Patrimônio cultural deve estar onde a comunidade está
A Constituição preceitua em seu artigo nº 216 que a proteção do patrimônio cultural é responsabilidade do Poder Público e deverá acontecer em "colaboração com a comunidade", especialmente porque esse patrimônio deve ser portador de "referência à identidade, ação e memória dos diferentes grupos formadores da sociedade brasileira".
Entretanto, é muito comum percebermos que a participação social no processo de eleição e gestão de bens culturais é minimizada em decorrência da atuação monopolizada de "especialistas" e "profissionais" do patrimônio.
O alijamento da população nesse processo de reconhecimento e gestão dos bens culturais ainda é consequência dos períodos autoritários que compõem a história da construção do Estado e da sociedade brasileira, nos quais os direitos sociais eram mínimos e os direitos culturais eram exercidos por uma minoria, que utilizava as suas referências culturais como instrumento de dominação e imposição de um modo de ser, fazer e viver que não representava a identidade, a ação e a memória da maioria da população.
Contudo, o histórico de luta por democracia e a construção da Constituição de 1988, que completou 35 anos em 2023, trouxe uma nova perspectiva sobre a centralidade do protagonismo social na gestão pública como indicador de qualidade de cidadania. Essa mesma perspectiva se aplica à participação social no processo de eleição e gestão de bens culturais.

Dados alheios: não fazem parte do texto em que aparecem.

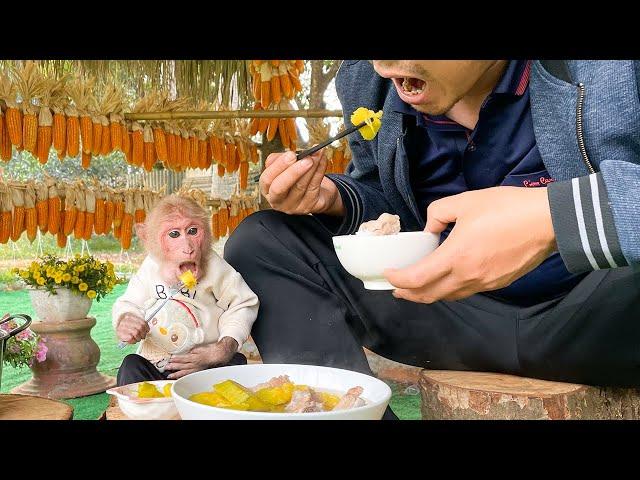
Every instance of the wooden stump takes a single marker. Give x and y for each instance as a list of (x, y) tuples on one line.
[(27, 407), (451, 395)]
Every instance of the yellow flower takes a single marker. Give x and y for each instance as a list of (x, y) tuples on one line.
[(372, 119)]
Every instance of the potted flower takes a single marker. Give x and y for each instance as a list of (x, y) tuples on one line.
[(64, 289)]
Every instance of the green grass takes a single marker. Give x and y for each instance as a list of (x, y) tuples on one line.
[(405, 402)]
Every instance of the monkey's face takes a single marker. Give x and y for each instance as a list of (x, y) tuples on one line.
[(181, 241)]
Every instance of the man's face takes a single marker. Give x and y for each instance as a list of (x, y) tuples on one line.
[(432, 86)]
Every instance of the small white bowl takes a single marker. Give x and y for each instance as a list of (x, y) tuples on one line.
[(376, 393), (367, 256), (145, 408)]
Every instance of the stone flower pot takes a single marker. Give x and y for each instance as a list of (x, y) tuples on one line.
[(65, 305)]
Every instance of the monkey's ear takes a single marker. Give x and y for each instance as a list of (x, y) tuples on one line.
[(141, 231)]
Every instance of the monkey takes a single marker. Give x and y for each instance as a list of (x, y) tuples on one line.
[(202, 327)]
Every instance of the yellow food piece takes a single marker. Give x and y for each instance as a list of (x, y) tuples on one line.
[(167, 390), (212, 399), (188, 279), (329, 400), (370, 130), (149, 390), (276, 395)]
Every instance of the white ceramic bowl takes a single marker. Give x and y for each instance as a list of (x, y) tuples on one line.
[(367, 256), (145, 408), (375, 392)]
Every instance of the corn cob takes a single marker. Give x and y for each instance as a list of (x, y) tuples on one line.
[(5, 141), (109, 209), (73, 132), (53, 223), (90, 212), (137, 145), (30, 214), (44, 140), (78, 228), (17, 197), (100, 217), (70, 210), (105, 148), (149, 158), (42, 205), (5, 214), (160, 142)]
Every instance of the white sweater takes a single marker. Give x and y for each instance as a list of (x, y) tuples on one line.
[(225, 305)]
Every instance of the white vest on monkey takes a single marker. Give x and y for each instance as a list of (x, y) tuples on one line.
[(220, 305)]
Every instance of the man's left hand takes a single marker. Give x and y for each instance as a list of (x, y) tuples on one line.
[(202, 357), (500, 234)]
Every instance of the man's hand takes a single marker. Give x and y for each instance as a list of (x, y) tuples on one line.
[(131, 328), (500, 234), (202, 357), (299, 187)]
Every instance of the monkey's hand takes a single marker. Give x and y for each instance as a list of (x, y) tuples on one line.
[(131, 328), (202, 357)]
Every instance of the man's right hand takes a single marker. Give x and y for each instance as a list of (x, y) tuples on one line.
[(131, 328), (300, 187)]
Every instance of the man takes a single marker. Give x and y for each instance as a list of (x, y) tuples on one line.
[(528, 169)]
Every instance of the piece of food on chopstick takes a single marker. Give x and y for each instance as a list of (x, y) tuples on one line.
[(373, 120), (188, 279)]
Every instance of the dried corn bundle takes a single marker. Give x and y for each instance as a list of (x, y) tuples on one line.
[(109, 212), (17, 197), (137, 144), (42, 205), (149, 148), (5, 141), (70, 210), (89, 219), (13, 113), (100, 217), (45, 125), (53, 223), (139, 213), (30, 214), (79, 91), (78, 228), (5, 213), (127, 221)]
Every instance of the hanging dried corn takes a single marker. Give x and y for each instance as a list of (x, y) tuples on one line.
[(53, 223), (78, 228), (17, 197), (70, 210), (42, 205), (30, 214), (149, 159), (100, 216), (89, 219), (5, 213)]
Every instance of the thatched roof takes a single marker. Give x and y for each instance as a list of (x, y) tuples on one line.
[(223, 82)]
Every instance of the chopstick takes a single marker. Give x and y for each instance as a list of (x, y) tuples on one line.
[(306, 153)]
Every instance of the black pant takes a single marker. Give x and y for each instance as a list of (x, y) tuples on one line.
[(313, 312), (136, 368)]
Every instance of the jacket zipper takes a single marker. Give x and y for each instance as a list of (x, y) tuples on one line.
[(579, 131)]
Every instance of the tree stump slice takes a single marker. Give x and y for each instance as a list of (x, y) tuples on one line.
[(452, 395), (27, 407)]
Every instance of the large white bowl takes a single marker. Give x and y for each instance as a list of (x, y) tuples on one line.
[(367, 256), (145, 408), (375, 392)]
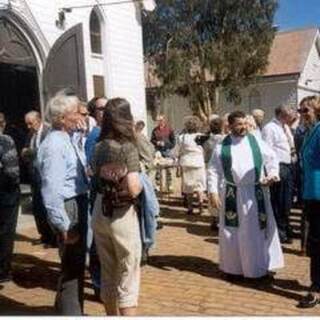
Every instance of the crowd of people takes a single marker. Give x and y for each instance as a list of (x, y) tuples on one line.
[(94, 173)]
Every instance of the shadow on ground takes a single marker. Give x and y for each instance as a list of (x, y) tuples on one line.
[(10, 307), (286, 288), (32, 272)]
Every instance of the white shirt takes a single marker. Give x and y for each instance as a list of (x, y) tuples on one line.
[(189, 153), (279, 138), (35, 140)]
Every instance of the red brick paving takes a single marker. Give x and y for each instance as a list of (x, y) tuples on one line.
[(182, 278)]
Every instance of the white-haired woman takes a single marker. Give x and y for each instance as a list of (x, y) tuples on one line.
[(64, 189)]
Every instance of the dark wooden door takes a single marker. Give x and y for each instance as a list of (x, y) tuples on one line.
[(65, 65)]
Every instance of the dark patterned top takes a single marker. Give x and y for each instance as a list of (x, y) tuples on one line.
[(9, 164), (111, 151)]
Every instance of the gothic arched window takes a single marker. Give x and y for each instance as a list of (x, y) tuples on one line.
[(95, 33)]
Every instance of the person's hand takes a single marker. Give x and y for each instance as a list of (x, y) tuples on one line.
[(268, 181), (69, 237), (81, 124), (26, 154), (214, 200)]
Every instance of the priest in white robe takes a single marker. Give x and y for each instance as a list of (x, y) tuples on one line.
[(239, 173)]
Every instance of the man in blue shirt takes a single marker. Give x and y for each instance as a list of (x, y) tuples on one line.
[(64, 187)]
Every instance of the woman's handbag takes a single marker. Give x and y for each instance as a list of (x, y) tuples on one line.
[(115, 188)]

Nesse sentido, não é possível pensar a construção de políticas culturais, principalmente as relacionadas ao patrimônio cultural, sem a participação e o protagonismo social e para além da "comunidade dos especialistas" no campo. É preciso deslocar o centro de interesse das políticas culturais para as reais necessidades culturais das comunidades, garantindo, de fato, o livre e efetivo exercício dos direitos culturais e da cidadania.
No estado de coisas da democracia brasileira e no intuito de garantir o seu fortalecimento, toda política cultural que não provenha da comunidade, "que não fortaleça a sociedade civil e não atenda a seus interesses não têm mais razão de ser" (Teixeira Coelho, 2014, p. 442). Assim também, os processos de eleição e gestão de bens culturais que não fortaleçam a sociedade civil e não garanta o seu protagonismo, não possuem mais razão de existir em função do seu teor antidemocrático e de anticidadania.
Para garantir a cidadania nesses processos é preciso entender as políticas culturais como uma parceria entre as formas organizativas da Sociedade Civil e o Estado para atingir determinados fins culturais, relação que traz em seu bojo o potencial de transformação humana e social, pois não são políticas apenas pensadas para os indivíduos e suas comunidades, mas que devem emanar desses mesmos indivíduos e comunidades, sob pena de não possuir representatividade.
Também é necessário pensar a política cultural, em especial a de base comunitária, como uma forma de "criar pontes" entre os agentes envolvidos. Nesse sentido, Célio Turino (2021) ensina que uma política e uma gestão cultural de base comunitária devem criar condições para o "desabrochar" do protagonismo, do empoderamento e da autonomia sociais.
Dessa forma, também a eleição e a gestão de bens culturais devem configurarem-se como um conjunto de ações conduzidas e indicadas pelas próprias comunidades. Assim, teremos cada vez mais bens culturais reconhecidos que estão intimamente integrados ao cotidiano das pessoas e menos bens culturais abandonados à própria sorte e às intempéries ambientais e sociais.
(*) Aramis Macêdo é historiador, gestor cultural, articulista do Instituto Brasileiro de Direitos Culturais e membro do Ponto de Cultura Clube Carnavalesco Mixto Seu Malaquias.